When the XMLAssetManager instance receives data of interest to the main application, it calls the appropriate methods on the main application, which will, in turn, update the display with the new data. You can see these steps in detail in Listing 2.

Running the ALE Demo Application
To run the ALE demo application, launch a command window and type:

Figure 7. The Demo Application: The figure shows the running demo application after receiving some tag messages.

java <DEMO_OUTPUT_PATH> com.jeffhanson.apps.rfid.RFID_ALE_Demo

After the demo application is running, it should start receiving messages from the TCP messaging connector. Figure 7 shows the running demo app after receiving some messages.

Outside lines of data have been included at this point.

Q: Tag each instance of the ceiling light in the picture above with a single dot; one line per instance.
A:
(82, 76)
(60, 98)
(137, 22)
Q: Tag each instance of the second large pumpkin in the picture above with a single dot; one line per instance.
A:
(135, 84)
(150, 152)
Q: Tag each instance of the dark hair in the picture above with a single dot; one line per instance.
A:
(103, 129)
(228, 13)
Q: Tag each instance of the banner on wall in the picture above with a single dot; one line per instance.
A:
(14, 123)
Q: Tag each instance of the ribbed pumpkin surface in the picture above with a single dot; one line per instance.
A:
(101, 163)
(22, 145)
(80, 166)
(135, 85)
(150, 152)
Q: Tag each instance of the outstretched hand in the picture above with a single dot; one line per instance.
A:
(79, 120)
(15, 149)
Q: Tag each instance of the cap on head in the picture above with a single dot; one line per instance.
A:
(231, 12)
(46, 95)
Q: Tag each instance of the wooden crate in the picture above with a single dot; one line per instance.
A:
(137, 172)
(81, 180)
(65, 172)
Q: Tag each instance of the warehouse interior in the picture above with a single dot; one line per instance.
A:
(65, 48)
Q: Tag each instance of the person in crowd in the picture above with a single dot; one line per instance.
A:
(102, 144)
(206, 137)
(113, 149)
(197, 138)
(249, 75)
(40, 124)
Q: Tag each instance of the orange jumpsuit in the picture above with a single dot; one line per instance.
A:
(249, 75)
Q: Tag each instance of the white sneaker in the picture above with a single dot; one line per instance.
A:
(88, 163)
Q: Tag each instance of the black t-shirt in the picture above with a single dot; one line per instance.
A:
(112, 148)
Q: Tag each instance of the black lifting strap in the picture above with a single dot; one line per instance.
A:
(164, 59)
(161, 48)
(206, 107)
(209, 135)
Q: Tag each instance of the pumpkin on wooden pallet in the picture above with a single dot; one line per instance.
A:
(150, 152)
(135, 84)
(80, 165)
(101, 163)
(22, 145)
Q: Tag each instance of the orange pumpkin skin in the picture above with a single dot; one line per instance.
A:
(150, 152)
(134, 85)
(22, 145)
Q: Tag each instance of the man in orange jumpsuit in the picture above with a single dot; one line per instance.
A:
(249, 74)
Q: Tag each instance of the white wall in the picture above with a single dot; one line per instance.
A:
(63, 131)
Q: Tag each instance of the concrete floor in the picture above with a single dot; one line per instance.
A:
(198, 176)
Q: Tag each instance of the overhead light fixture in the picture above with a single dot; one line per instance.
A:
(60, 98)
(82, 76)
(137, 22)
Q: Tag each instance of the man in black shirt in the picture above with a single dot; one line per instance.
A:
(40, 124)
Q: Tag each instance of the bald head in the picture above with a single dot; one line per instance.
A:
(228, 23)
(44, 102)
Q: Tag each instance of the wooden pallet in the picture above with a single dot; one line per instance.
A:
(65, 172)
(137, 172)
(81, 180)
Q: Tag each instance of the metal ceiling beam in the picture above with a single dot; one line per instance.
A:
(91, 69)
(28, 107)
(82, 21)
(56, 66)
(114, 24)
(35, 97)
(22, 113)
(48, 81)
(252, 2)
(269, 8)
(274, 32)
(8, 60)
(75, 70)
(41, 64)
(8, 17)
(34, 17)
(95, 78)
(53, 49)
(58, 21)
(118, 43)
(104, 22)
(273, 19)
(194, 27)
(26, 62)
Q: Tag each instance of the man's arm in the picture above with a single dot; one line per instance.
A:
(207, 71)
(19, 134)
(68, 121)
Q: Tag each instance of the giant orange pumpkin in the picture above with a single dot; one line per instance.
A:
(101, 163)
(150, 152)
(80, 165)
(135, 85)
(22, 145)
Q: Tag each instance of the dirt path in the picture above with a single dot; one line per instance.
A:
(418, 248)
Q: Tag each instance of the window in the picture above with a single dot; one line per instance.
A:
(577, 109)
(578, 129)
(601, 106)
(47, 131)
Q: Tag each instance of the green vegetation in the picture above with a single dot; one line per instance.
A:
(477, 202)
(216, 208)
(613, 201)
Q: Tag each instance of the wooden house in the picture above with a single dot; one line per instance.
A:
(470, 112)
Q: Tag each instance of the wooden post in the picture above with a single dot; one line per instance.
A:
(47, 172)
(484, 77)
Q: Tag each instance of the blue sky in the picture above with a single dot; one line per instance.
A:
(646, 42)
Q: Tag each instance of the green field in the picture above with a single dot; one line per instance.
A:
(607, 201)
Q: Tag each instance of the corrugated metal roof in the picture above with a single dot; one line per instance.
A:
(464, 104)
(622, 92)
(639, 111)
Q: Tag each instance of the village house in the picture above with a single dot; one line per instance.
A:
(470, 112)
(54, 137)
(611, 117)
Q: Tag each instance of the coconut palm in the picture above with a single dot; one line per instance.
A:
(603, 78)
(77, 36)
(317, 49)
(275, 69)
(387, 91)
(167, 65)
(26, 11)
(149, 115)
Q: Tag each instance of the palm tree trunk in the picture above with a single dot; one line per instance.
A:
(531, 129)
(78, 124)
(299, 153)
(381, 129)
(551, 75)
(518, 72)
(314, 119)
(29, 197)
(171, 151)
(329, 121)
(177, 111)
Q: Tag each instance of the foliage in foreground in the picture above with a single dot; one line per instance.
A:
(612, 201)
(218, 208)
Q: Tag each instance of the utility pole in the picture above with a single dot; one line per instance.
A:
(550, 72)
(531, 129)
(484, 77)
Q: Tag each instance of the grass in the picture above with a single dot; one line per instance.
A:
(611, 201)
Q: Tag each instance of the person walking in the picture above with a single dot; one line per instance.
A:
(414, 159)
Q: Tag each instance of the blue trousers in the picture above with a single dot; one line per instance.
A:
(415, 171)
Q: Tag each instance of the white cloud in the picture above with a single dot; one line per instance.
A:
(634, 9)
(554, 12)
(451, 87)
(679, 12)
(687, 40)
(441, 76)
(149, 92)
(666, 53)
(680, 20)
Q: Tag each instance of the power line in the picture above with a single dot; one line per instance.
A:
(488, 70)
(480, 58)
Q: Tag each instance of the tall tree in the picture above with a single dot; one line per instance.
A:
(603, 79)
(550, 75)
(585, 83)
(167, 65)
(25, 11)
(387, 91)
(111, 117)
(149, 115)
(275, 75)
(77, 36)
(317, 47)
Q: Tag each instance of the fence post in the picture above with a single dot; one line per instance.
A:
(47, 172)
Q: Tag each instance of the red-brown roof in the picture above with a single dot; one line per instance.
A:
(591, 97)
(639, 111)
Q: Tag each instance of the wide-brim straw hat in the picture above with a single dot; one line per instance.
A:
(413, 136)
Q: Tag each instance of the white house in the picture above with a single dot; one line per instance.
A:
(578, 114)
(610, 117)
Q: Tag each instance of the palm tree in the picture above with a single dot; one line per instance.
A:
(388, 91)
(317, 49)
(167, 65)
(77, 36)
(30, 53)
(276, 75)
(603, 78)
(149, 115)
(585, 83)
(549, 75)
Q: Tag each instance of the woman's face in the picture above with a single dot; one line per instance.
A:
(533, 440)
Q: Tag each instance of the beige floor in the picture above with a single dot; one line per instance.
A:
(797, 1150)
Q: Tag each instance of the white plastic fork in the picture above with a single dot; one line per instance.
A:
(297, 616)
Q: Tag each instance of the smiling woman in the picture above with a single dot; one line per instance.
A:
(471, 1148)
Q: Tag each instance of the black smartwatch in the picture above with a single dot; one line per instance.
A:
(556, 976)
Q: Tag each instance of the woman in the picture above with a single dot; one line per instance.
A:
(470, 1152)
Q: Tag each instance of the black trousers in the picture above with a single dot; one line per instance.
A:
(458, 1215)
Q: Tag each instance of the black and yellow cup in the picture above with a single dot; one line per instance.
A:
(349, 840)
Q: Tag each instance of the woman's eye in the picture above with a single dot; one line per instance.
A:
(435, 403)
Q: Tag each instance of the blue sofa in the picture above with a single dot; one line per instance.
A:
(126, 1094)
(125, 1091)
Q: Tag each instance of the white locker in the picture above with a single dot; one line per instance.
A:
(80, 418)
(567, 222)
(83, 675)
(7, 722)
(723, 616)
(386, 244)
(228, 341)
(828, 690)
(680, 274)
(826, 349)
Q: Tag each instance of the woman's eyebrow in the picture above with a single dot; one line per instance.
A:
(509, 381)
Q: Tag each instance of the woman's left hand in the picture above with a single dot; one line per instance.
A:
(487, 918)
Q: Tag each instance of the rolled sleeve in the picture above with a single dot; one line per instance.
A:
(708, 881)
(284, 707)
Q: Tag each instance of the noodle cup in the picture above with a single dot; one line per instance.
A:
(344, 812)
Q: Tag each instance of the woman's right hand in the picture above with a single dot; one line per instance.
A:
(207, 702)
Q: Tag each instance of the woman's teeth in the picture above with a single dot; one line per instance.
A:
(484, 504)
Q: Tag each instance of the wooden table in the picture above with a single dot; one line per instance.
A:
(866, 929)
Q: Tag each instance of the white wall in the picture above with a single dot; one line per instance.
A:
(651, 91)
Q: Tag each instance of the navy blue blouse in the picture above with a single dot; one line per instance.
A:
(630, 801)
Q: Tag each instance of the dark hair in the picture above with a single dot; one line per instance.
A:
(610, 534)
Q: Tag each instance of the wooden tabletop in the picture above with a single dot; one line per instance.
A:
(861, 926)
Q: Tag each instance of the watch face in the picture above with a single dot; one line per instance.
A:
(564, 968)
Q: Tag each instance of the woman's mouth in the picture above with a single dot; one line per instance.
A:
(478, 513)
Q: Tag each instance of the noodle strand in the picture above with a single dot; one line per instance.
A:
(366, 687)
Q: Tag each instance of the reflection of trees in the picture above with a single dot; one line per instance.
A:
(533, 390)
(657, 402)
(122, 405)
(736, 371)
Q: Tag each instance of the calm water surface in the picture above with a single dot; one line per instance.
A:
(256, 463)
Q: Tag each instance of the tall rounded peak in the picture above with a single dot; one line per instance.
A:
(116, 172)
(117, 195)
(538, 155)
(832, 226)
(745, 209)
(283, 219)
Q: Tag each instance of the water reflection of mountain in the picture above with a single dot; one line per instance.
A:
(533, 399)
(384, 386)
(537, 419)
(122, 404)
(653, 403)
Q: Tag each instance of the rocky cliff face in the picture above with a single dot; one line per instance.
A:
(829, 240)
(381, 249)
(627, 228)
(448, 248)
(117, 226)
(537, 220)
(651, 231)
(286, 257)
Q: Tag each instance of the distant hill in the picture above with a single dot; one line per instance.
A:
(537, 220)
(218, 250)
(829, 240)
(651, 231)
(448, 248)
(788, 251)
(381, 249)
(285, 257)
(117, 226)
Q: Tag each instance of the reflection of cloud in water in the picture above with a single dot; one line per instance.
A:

RFID Anywhere is a middleware software platform that simplifies every phase of RFID projects by exposing abstractions on top of lower-layer components such as readers, tags, the RFID network, etc. RFID Anywhere manages the interfaces with RFID readers and printers, as well as bar code equipment, sensors, and controllers. As a result, developers can focus on writing business logic, not low-level device or network interfaces. In addition, the product supports simulated development, actual deployment, and management of highly distributed, multi-site networks.

Jeff Hanson has more than 18 years of experience in the software industry. He has worked as senior engineer for the Windows OpenDoc port and as lead architect for the Route 66 framework at Novell. He is currently Chief Architect for eReinsure, which specializes in providing frameworks and platforms for J2EE-based reinsurance systems. Jeff has also authored numerous articles and books.